SBOM¶

Software bill of materials work covers how the project represents the composition of software artifacts and how that information can be generated, reviewed, and reused.

Purpose¶

An SBOM makes software composition more transparent. It can support security analysis, compliance-related review, and downstream traceability when artifacts are shared across repositories or release stages.

Scope¶

This topic includes:

• which artifacts should have SBOM coverage
• where SBOM data is generated in the delivery flow
• how SBOM outputs relate to build and artifact metadata
• how contributors and reviewers are expected to use that information

Relevant Tools¶

• SBOM generation or processing tooling
• build metadata from Bazel-based workflows
• CI/CD steps that attach or retain SBOM-related outputs

Current Context¶

SBOM tooling is relevant in the S-CORE infrastructure landscape, but the exact generation model, format choices, and publication expectations may still be evolving.

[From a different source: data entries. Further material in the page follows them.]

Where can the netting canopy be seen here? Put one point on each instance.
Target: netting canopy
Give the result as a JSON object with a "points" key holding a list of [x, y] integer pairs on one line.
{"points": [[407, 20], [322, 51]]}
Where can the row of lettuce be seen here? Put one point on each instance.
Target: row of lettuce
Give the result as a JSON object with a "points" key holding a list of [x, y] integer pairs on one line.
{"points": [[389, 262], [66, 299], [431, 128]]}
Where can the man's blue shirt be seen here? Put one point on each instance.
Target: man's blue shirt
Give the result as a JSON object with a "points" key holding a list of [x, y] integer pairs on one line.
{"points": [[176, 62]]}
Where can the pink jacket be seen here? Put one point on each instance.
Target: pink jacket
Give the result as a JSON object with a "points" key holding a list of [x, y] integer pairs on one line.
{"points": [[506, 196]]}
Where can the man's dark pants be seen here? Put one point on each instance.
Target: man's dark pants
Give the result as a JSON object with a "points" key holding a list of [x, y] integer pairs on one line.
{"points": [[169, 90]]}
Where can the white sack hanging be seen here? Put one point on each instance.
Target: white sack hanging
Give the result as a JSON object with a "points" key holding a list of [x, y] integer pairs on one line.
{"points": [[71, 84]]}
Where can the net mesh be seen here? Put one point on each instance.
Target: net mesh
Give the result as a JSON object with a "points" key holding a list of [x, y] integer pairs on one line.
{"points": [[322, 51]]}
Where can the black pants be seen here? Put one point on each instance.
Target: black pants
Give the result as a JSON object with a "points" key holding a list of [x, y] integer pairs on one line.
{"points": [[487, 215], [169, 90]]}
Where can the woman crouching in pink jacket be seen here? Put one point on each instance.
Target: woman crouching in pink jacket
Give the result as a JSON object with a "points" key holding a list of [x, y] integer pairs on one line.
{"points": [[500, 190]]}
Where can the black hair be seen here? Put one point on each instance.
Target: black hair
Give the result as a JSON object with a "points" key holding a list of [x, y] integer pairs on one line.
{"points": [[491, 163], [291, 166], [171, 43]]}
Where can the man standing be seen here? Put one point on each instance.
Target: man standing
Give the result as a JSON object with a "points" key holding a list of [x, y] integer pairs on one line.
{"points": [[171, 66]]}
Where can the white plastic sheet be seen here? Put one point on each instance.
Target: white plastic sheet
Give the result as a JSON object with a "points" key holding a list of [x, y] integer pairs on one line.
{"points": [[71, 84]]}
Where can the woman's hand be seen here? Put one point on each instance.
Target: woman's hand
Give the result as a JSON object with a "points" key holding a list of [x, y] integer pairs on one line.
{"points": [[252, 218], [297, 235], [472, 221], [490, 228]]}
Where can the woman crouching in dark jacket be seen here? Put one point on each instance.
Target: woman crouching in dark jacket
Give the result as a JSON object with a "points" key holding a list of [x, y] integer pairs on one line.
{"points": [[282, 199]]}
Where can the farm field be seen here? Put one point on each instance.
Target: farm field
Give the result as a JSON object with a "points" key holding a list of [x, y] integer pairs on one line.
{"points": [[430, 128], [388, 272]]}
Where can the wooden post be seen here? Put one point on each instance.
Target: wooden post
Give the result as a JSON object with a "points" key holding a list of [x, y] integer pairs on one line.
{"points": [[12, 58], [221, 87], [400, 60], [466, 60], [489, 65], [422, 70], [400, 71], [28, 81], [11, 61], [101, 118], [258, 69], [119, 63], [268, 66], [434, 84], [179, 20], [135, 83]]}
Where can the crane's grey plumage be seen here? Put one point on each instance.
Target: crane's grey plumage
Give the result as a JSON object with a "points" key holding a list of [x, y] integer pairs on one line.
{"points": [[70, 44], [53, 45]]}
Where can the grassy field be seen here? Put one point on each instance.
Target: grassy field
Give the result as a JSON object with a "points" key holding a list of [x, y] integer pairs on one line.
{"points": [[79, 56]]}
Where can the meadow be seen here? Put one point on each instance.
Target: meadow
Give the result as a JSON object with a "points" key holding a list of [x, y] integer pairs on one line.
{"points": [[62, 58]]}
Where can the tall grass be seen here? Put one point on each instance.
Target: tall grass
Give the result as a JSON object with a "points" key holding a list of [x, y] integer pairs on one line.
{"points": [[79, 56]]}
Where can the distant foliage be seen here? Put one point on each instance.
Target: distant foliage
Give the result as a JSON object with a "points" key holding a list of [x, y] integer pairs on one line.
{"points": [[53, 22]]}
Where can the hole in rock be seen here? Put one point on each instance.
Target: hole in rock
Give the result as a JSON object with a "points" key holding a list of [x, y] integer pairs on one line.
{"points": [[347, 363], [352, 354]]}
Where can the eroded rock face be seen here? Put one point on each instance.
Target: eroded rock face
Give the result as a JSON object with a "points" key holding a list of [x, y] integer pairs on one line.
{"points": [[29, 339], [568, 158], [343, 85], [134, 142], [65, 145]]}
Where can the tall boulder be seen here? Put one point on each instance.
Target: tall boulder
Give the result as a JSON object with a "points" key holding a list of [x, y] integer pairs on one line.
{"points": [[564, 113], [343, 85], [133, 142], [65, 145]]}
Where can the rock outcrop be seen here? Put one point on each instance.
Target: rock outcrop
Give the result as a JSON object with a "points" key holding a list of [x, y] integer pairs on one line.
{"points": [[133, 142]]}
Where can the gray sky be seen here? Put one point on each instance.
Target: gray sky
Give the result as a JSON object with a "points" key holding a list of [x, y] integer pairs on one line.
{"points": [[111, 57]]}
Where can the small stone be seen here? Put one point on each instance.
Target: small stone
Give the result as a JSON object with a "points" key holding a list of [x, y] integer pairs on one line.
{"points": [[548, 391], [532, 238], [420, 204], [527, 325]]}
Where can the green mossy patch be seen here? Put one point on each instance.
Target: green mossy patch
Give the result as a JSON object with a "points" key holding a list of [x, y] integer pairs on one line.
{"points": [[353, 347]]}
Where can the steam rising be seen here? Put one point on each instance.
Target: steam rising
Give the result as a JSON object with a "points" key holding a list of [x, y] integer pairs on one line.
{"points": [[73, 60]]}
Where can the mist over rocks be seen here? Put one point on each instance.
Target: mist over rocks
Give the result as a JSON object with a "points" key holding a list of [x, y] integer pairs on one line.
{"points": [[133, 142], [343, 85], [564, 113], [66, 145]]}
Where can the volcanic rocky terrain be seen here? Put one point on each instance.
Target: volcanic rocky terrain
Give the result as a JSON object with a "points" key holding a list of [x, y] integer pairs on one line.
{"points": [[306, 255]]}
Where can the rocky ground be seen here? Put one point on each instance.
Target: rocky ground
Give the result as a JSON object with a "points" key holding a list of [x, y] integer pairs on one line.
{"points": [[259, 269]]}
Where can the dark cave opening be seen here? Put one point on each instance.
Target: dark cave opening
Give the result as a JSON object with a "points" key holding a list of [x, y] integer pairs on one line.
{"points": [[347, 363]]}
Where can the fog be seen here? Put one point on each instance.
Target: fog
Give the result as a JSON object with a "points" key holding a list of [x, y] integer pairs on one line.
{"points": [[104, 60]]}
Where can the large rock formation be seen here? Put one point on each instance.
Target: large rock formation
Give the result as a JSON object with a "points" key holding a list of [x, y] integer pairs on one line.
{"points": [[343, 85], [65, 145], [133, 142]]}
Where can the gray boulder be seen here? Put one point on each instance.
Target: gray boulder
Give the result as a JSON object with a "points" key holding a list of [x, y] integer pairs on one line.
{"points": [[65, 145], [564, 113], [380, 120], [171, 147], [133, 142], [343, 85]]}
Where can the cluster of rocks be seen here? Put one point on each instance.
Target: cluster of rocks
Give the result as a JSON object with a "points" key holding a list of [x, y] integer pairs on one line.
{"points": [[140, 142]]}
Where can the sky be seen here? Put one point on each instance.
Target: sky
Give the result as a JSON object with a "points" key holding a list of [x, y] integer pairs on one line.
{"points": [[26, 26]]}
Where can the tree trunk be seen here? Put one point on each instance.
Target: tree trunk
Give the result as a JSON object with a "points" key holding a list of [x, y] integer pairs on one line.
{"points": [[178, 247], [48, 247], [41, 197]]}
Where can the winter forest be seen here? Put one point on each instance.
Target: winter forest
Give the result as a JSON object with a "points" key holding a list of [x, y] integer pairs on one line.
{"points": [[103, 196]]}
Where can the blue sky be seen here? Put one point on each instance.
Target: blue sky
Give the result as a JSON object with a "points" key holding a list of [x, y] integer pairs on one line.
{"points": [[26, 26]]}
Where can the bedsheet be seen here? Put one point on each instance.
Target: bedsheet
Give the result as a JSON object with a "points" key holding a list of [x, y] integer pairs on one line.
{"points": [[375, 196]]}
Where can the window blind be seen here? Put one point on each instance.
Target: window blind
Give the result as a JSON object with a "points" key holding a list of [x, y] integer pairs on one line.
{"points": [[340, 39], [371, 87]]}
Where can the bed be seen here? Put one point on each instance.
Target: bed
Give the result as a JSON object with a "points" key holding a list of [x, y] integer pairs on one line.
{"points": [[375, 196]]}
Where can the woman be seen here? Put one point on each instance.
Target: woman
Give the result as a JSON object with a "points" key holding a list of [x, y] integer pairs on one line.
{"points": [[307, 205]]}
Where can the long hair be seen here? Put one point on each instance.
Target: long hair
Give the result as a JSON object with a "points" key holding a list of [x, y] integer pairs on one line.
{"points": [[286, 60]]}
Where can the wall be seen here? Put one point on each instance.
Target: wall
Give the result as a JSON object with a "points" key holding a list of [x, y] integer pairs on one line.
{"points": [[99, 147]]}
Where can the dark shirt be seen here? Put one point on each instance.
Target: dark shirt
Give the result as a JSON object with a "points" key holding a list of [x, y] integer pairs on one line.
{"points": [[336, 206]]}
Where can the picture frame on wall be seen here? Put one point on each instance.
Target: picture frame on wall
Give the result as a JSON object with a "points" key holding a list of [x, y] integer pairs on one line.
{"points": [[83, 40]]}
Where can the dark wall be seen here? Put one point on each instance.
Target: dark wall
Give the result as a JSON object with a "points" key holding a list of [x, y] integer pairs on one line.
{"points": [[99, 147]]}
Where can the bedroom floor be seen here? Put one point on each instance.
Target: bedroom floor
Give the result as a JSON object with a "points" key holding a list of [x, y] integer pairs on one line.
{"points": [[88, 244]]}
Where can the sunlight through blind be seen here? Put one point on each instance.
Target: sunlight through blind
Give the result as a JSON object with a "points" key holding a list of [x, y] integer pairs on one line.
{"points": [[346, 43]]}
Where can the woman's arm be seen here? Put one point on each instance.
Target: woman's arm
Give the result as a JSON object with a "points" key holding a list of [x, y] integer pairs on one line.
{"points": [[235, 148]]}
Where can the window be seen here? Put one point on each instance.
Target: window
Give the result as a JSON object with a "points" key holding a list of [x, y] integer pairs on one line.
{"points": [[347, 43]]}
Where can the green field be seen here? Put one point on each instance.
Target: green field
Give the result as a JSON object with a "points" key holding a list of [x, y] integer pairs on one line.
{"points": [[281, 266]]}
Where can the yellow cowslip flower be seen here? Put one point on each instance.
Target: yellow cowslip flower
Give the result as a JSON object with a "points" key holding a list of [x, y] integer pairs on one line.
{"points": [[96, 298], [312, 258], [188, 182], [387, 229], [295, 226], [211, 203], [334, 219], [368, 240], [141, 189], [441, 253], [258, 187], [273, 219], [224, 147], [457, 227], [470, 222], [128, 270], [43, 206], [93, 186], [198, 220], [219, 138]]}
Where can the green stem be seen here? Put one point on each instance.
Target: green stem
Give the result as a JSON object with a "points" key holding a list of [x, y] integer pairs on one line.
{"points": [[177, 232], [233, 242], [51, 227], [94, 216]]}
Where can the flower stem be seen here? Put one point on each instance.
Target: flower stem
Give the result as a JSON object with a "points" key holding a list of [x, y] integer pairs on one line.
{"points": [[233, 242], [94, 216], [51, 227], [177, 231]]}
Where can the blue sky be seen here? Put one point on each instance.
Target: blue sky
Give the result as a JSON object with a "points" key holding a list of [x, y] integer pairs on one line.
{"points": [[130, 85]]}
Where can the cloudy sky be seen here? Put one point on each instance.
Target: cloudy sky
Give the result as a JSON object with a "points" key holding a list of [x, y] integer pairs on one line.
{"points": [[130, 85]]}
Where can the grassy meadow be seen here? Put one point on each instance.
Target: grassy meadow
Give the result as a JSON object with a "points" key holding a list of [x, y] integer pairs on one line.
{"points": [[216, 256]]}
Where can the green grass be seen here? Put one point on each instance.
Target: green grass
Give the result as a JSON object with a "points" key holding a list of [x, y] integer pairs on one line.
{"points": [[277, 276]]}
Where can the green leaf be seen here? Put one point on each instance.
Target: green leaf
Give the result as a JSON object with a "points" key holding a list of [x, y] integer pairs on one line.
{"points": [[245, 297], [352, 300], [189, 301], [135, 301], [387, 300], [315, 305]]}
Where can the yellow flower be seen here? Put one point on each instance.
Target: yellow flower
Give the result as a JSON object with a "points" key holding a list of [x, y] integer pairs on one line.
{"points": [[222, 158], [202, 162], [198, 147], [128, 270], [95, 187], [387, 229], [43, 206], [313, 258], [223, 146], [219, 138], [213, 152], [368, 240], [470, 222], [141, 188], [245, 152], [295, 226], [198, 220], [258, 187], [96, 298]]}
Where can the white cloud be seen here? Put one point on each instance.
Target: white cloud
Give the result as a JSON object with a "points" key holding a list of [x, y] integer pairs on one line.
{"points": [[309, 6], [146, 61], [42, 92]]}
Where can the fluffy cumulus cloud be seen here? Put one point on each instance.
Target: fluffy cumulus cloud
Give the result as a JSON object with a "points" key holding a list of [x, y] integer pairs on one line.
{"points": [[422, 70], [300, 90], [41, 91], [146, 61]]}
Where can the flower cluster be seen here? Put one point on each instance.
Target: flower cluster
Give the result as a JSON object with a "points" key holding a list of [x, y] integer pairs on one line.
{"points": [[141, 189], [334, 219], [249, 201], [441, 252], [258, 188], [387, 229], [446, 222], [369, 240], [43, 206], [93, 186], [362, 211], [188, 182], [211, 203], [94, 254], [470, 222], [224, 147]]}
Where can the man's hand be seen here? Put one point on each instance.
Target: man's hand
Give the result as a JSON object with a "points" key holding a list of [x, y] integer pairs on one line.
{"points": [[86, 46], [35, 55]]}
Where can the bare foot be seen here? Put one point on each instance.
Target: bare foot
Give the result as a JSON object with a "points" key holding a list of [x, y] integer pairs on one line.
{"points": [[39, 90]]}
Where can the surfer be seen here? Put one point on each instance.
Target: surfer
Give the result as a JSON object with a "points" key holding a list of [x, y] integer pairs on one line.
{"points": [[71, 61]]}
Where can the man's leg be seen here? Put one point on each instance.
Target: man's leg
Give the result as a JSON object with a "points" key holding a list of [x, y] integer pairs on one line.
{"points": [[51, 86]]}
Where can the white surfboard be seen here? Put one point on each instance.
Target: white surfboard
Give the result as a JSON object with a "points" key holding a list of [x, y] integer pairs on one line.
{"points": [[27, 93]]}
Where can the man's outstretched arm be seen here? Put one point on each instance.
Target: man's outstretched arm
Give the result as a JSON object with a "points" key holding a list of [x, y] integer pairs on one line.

Documentation should reflect current implementation and clearly mark areas that remain future decisions.

Typical Work Items¶

• define which pipeline stages should generate SBOM data
• connect SBOM outputs to published artifacts where useful
• document consumers of SBOM information and expected review use cases
• avoid duplicate or conflicting sources of composition data

Why It Matters¶

SBOM practices improve transparency and strengthen traceability across build, artifact, and security workflows. They are especially useful when the project needs to explain not only what was built, but also what it contains.